The flexible new method, for "directed C—H hydroxylation with molecular oxygen," does what only natural enzymes have been able to do until now. It's described in a paper this week in Science.
"We expect this method to be adopted widely for building potential new drug molecules and for modifying and even repurposing existing drugs," says principal investigator Jin-Quan Yu, PhD, the Bristol Myers Squibb Chair in Chemistry at Scripps Research. Yu also is the Frank and Bertha Hupp Professor of Chemistry.
Most pharmaceuticals and countless other chemical products are small organic molecules based on backbone rings of carbon atoms. Sometimes the backbone ring includes a non-carbon atom such as nitrogen in place of a carbon, in which case it is called a heterocycle.
Chemists in the past century have made enormous progress in finding ways to assemble such molecules using step-by-step chemical reactions--a process they call organic synthesis. But some widely desired assembly steps have remained difficult or impossible using synthetic methods.
One of these is the replacement of a hydrogen atom, which adorns backbone carbons by default, with a pairing of an oxygen and hydrogen atom called a hydroxyl. Chemists would like to be able to make such a replacement anywhere on a carbon ring, using ordinary O2 as the source of oxygen atoms. However, borrowing one oxygen atom from O2 is very challenging, particularly when modifying heterocyclic compounds. Although highly specialized and dedicated enzymes in animal cells, known as cytochrome P450 enzymes, have evolved to catalyze this type of reaction, until now no chemist has managed the feat with the more flexible tools of organic synthesis.
Yu and his team, which included co-first authors Zhen Li and Zhen Wang, found a way to do this, using an unusual reaction-enabling "catalyst." The catalyst includes an atom of the precious metal palladium, which is widely used in organic synthesis for its ability to break the bonds tying hydrogen atoms to organic molecules' carbon backbones.
But the key ingredient in the catalyst is a small organic molecule called pyridone, which acts as a sort of handle--a "ligand"--on the palladium.
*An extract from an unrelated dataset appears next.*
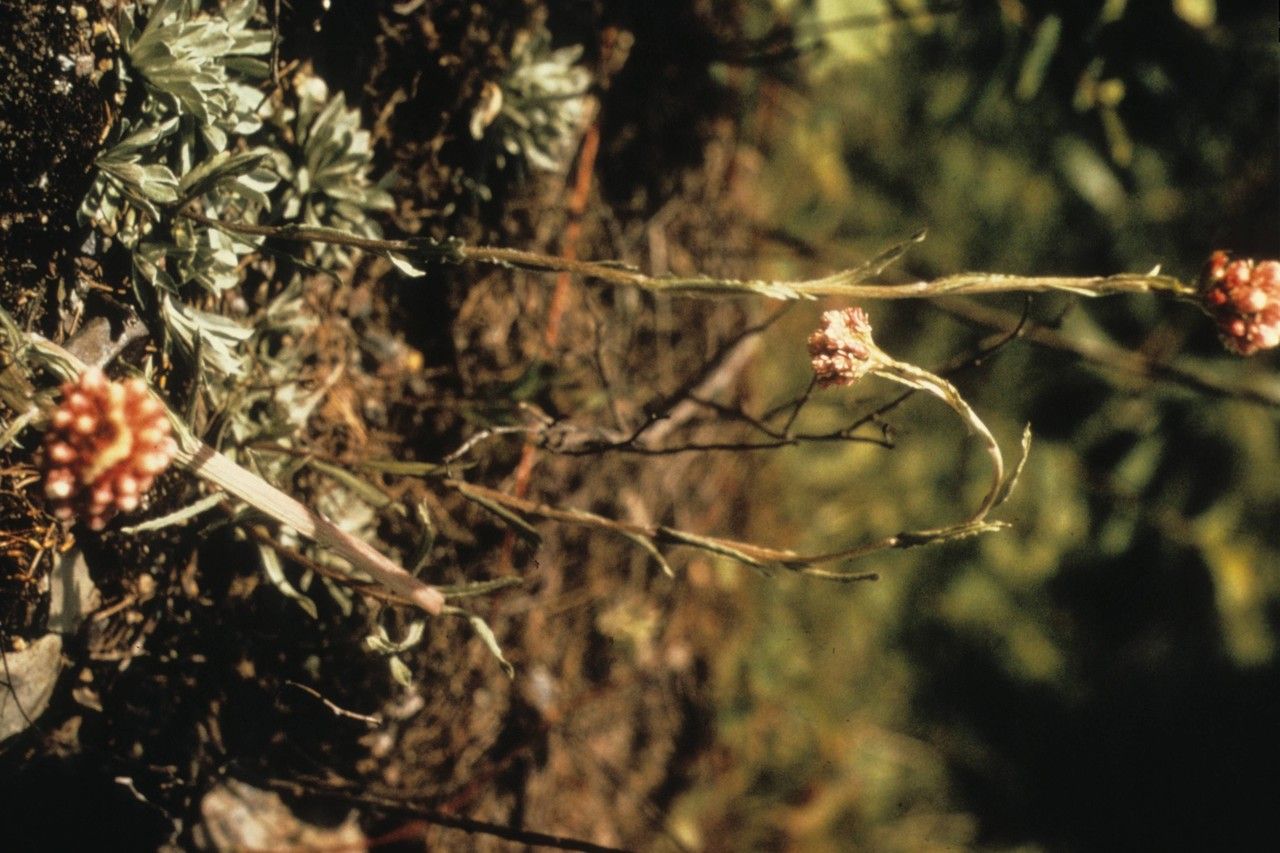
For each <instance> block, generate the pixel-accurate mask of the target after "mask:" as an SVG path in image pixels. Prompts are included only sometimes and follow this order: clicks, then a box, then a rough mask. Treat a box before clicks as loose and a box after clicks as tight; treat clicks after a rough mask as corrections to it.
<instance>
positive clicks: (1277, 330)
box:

This ligand essentially enables the palladium-driven removals of hydrogens and attachments of hydroxyls, in a manner more flexible than ever before, by changing its own identity--shape-shifting, back and forth, between pyridone and a closely related molecule called pyridine. Chemists call such pairs of inter-converting molecules "tautomers."
Yu and his colleagues demonstrated the ease and value of the new method by using it to modify a variety of existing drugs including the blood pressure-lowering telmisartan, the gout drug probenecid, and the anti-inflammatory meclofenamic acid.
"With this catalyst and its tautomeric ligand we can get around many of the traditional limitations on where hydroxylations can be made when building new molecules or modifying existing ones," Yu says.